The data is available if someone wants to repeat my tests, or make own tests. Please contact me in that case.
The first task to do is to verify the data. For this purpose I ran three PCA-plots:
Before testing admixtures it is a good idea to see wide genome distances between British Kents and other Europeans. I do it using two outgroups, the first one being extreme (Chimp), setting another one (Ju-hoan-North) to the base line.
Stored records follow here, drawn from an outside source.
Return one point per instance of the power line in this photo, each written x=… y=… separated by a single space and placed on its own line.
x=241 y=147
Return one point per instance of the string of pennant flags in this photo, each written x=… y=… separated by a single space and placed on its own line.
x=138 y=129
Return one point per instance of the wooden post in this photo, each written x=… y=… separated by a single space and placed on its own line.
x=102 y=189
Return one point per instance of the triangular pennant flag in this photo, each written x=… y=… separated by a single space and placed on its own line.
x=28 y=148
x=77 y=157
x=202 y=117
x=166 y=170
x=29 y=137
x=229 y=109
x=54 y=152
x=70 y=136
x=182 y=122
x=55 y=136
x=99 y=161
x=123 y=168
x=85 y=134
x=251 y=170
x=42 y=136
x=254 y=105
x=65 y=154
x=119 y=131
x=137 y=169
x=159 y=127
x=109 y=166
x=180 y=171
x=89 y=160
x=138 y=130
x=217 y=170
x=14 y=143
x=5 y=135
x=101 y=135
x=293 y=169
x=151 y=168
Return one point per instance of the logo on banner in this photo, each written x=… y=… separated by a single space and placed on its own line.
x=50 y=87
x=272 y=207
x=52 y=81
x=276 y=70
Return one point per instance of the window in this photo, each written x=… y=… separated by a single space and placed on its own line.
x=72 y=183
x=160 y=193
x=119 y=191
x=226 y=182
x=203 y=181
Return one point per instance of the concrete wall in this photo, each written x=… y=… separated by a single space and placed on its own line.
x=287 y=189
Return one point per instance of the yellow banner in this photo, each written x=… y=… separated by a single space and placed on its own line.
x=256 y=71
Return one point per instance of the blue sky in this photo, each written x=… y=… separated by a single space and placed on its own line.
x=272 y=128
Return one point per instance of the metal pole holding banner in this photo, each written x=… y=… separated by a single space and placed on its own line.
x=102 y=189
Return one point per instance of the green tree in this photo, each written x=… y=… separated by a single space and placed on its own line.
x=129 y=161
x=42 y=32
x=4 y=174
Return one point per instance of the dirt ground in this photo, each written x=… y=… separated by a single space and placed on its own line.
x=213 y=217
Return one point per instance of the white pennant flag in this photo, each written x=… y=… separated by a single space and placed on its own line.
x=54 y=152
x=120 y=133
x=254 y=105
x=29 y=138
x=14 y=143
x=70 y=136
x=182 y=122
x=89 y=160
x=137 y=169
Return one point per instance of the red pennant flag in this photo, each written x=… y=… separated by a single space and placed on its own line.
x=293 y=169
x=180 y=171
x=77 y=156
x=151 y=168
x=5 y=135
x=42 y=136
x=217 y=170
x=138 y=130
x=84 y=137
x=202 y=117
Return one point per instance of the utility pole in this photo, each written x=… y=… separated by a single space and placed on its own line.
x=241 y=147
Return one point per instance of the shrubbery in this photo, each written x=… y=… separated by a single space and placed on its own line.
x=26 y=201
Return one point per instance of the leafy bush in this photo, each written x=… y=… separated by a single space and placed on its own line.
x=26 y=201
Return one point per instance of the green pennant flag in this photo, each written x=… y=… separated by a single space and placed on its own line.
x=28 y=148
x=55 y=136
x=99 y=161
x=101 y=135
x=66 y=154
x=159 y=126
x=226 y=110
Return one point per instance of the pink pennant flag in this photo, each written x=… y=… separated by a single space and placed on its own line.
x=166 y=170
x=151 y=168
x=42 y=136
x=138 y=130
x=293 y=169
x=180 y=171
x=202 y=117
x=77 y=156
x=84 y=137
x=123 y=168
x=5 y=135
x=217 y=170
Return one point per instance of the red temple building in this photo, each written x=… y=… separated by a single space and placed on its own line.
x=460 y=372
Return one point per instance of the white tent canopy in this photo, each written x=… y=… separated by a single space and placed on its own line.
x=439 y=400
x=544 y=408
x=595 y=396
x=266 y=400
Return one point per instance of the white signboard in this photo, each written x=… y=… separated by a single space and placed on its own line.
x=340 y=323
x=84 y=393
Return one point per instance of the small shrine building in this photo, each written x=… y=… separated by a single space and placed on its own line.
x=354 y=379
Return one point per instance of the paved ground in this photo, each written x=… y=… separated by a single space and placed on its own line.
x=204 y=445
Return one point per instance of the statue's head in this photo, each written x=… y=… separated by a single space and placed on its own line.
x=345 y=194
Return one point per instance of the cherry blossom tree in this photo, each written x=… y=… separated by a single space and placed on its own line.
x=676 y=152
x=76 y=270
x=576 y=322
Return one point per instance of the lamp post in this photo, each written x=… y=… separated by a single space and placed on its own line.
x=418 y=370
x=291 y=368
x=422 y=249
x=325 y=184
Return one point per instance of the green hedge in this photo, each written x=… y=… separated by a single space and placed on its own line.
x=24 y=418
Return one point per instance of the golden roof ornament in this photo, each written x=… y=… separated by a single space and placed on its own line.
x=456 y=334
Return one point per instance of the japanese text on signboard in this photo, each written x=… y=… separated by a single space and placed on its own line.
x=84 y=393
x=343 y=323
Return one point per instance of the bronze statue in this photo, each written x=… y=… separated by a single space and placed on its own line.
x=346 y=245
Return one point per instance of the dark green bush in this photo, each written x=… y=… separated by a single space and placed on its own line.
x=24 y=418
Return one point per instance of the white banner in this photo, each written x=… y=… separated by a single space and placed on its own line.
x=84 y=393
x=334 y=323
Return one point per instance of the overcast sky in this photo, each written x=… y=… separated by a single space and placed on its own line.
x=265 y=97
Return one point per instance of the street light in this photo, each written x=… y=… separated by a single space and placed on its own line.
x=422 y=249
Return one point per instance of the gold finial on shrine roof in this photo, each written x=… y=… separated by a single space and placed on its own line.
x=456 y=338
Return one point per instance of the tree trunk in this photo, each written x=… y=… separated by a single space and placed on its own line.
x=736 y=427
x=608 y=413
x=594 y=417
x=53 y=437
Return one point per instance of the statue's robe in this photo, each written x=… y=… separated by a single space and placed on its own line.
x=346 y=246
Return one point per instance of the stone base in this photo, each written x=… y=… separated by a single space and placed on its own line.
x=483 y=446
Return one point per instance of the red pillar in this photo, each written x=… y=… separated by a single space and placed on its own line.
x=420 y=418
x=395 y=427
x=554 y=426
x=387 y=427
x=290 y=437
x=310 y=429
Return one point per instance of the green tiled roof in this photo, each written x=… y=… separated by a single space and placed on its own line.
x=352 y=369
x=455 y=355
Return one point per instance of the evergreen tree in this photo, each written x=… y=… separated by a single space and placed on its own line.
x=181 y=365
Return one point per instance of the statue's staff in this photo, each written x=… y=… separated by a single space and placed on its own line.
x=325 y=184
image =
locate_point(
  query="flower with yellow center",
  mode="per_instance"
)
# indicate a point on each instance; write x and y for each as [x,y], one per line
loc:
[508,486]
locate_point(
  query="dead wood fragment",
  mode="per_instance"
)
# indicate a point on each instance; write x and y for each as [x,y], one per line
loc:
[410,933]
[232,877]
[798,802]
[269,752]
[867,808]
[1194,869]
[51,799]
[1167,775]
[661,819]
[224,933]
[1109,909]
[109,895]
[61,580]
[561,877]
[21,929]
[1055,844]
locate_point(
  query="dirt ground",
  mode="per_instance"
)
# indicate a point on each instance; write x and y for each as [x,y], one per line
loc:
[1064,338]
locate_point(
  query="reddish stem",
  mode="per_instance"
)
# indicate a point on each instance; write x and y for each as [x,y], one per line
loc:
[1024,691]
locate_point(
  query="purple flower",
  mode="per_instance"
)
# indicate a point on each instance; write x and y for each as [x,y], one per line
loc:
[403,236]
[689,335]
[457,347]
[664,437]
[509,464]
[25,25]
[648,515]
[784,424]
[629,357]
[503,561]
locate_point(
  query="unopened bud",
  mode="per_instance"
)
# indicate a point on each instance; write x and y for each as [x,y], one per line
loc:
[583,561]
Admixture Dstat analyses follow the formula:
dstat(Kent,non-European population:Outgroup,European population).
If the result is negative the European population is closer to Kent than it is to the non-European population on axis, the bigger the negative value is the closer it is to the Kent compared to non-European population. Be aware of the fact that this test doesn’t figure how much the population under test has non-European admixture in question, but the full genome genetic distance between populations, which mainly depends on the common history between population pairs. If tested European population is “multimixtured” then the result could be surprising for a reader who has seen only analyses figuring minor admixtures. In other words, your genetic profile can be A1+b or A2+c, where b and c are minor admixtures. You can’t figure the overlapping between A1 and A2 without knowing both minor admixtures if you try to do it using PCA or ADMIXTURE, but you can use dstat to determine genomewide similarity.